WARSAW (Reuters) – The European Union should penalise countries that use roubles to pay for Russian gas, Poland’s climate minister said, following Moscow’s decision to cut off supplies to Poland and Bulgaria over their refusal to do so.
EU member states appear split on how they can keep paying for gas without breaching European sanctions imposed over Russia’s Feb. 24 invasion of Ukraine. Many nations in Europe remain heavily reliant on Russian energy imports. Poland, one of the EU’s staunchest proponents of punitive sanctions against Moscow, says the bloc should ban purchases of Russian gas altogether.
“Today what is missing is full sanctions on gas, that would solve the problem with Gazprom, the problem with following sanctions 100%. We expect these sanctions,” Anna Moskwa told private broadcaster Polsat News late on Wednesday. The main EU member states resisting tougher gas sanctions on Russia are Austria, Germany and Hungary, she added. “We are counting on there being consequences for these countries (which pay in roubles) and that as a result they will cease paying in roubles.”

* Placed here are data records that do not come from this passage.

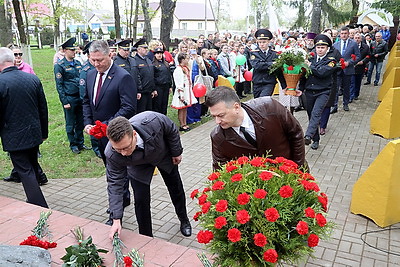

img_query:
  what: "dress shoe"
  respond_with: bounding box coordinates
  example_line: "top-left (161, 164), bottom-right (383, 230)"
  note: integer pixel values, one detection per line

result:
top-left (3, 176), bottom-right (21, 183)
top-left (311, 141), bottom-right (319, 150)
top-left (181, 220), bottom-right (192, 236)
top-left (71, 147), bottom-right (81, 154)
top-left (304, 135), bottom-right (311, 146)
top-left (79, 145), bottom-right (92, 150)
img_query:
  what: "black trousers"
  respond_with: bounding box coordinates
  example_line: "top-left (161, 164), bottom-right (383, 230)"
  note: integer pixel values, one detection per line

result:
top-left (131, 165), bottom-right (188, 237)
top-left (9, 146), bottom-right (49, 208)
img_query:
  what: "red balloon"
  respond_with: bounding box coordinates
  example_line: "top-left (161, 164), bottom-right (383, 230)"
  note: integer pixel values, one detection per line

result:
top-left (243, 71), bottom-right (253, 82)
top-left (193, 83), bottom-right (207, 97)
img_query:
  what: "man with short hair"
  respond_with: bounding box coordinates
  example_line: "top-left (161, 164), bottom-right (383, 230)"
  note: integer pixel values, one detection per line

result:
top-left (364, 32), bottom-right (389, 86)
top-left (205, 86), bottom-right (305, 169)
top-left (0, 47), bottom-right (48, 208)
top-left (105, 114), bottom-right (192, 239)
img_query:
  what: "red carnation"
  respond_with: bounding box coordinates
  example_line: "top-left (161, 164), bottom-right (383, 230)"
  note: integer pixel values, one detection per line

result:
top-left (264, 249), bottom-right (278, 263)
top-left (231, 173), bottom-right (243, 182)
top-left (228, 228), bottom-right (242, 243)
top-left (211, 181), bottom-right (225, 191)
top-left (215, 199), bottom-right (228, 212)
top-left (214, 216), bottom-right (227, 229)
top-left (208, 172), bottom-right (221, 181)
top-left (250, 157), bottom-right (264, 167)
top-left (197, 230), bottom-right (214, 244)
top-left (237, 193), bottom-right (250, 205)
top-left (307, 234), bottom-right (319, 248)
top-left (198, 194), bottom-right (208, 205)
top-left (226, 165), bottom-right (237, 172)
top-left (258, 171), bottom-right (274, 181)
top-left (190, 189), bottom-right (199, 199)
top-left (236, 210), bottom-right (250, 224)
top-left (193, 211), bottom-right (202, 222)
top-left (237, 156), bottom-right (249, 165)
top-left (315, 213), bottom-right (326, 227)
top-left (253, 233), bottom-right (267, 247)
top-left (304, 207), bottom-right (315, 218)
top-left (296, 221), bottom-right (308, 235)
top-left (264, 208), bottom-right (279, 222)
top-left (201, 201), bottom-right (211, 214)
top-left (279, 185), bottom-right (293, 198)
top-left (254, 189), bottom-right (267, 199)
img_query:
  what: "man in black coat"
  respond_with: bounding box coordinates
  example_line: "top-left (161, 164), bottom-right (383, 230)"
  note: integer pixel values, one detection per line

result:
top-left (0, 47), bottom-right (48, 208)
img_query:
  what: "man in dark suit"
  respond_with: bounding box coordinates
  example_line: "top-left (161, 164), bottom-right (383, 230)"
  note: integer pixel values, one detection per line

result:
top-left (105, 114), bottom-right (192, 238)
top-left (350, 33), bottom-right (370, 101)
top-left (331, 27), bottom-right (360, 113)
top-left (250, 29), bottom-right (286, 98)
top-left (0, 47), bottom-right (48, 208)
top-left (205, 86), bottom-right (305, 169)
top-left (83, 40), bottom-right (137, 224)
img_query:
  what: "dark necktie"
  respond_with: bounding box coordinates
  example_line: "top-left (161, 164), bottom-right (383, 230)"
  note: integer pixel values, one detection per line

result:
top-left (239, 126), bottom-right (257, 147)
top-left (94, 73), bottom-right (104, 105)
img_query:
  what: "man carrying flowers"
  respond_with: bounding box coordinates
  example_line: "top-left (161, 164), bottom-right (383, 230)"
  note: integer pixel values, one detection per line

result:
top-left (205, 86), bottom-right (305, 169)
top-left (300, 34), bottom-right (337, 149)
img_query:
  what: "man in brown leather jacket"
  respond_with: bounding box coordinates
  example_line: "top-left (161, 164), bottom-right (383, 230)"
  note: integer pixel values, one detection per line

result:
top-left (205, 86), bottom-right (305, 169)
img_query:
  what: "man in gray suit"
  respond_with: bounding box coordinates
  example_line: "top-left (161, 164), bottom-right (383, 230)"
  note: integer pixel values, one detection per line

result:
top-left (105, 114), bottom-right (192, 238)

She did not specify what kind of consequences Poland wanted to see. Russia’s new gas payments system, involving opening accounts at Gazprombank where payments in euros or dollars would be converted to roubles, offers wiggle room that could see some countries continue to buy Russian gas, fraying the bloc’s united front against Moscow.
German power utility Uniper told the newspaper Rheinische Post on Thursday that it would transfer payments for Russian gas to a Russian bank and no longer to a Europe-based bank.